To decrypt it, we extract the nonce from the end of the file, then do getKeystream and call decrypt on all 16-byte blocks as shown.
Step 16) Implement a function to extract nth bit from a 64-bit number.
// For example, say number is 3. It's "000...0011" in binary. 0th and 1th bit are "1" and the rest are "0".
// getNthByte(3, 0) should return 1
// getNthByte(3, 1) should return 1
// getNthByte(3, 2) should return 0
uint8_t getNthByte( uint64_t number, int n) { }
// Hint: you can use & and >> operators
Step 17) Implement the following function. cipherKey is a 4×4 block, nthBlock is an integer, nonce is an array of 8 bytes.

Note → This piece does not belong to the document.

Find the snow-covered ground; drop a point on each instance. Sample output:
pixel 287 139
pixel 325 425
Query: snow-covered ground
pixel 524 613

uint8_t* getKeystream( uint8_t* cipherKey, uint64_t nthBlock, uint8_t* nonce) {
// Malloc storage for a 16-byte array that we'll call "keystream"
// Copy the nonce to the first 8 bytes of the keystream
// Turn "nthBlock" into an array of 8 bytes
// Copy the nthBlock array to the last 8 bytes of the keystream
// Apply AES128 on the keystream as data, and cipherKey as the key.
// Return the keystream
}
Step 18) Implement the following function. plainText is an array of bytes. Its length is specified in lengthInBytes parameter. cipherKey is a 4×4 block. It can also be thought of as an array of 16 bytes.
uint8_t* encrypt(uint8_t* plainText, uint64_t lengthInBytes, uint8_t* cipherKey) {
// Allocate an array of 8 bytes. Call it nonce.
// Fill it up with random bytes.
// Malloc storage of the length of plainText + 8. Call it encryptedText
// Divide plainText in blocks of 16 bytes.
// For all blocks,
// generate a keystream
// encrypt it using xor as shown above
// put the result in encryptedText
//
// Copy nonce to last 8 bytes of encryptedText
// Return encryptedText
}
Step 19) Implement the following function. encryptedText is an array of bytes. Its length is specified in lengthInBytes parameter. cipherKey is a 4×4 block.
uint8_t* decrypt(uint8_t* encryptedText, uint64_t lengthInBytes, uint8_t* cipherKey) {
// Allocate an array of 8 bytes. Call it nonce.
// Extract last 8 bytes and copy into nonce.
// Malloc storage of the length of encryptedText - 8. Call it decryptedText.
// Divide encryptedText in blocks of 16 bytes.
// For all blocks,
// generate a keystream
// decrypt it using xor as shown above
// put the result in decryptedText
//
// Return decryptedText
}
Step 20) (Optional) Adapt your program so that it accepts a plaintext file and outputs an encrypted file.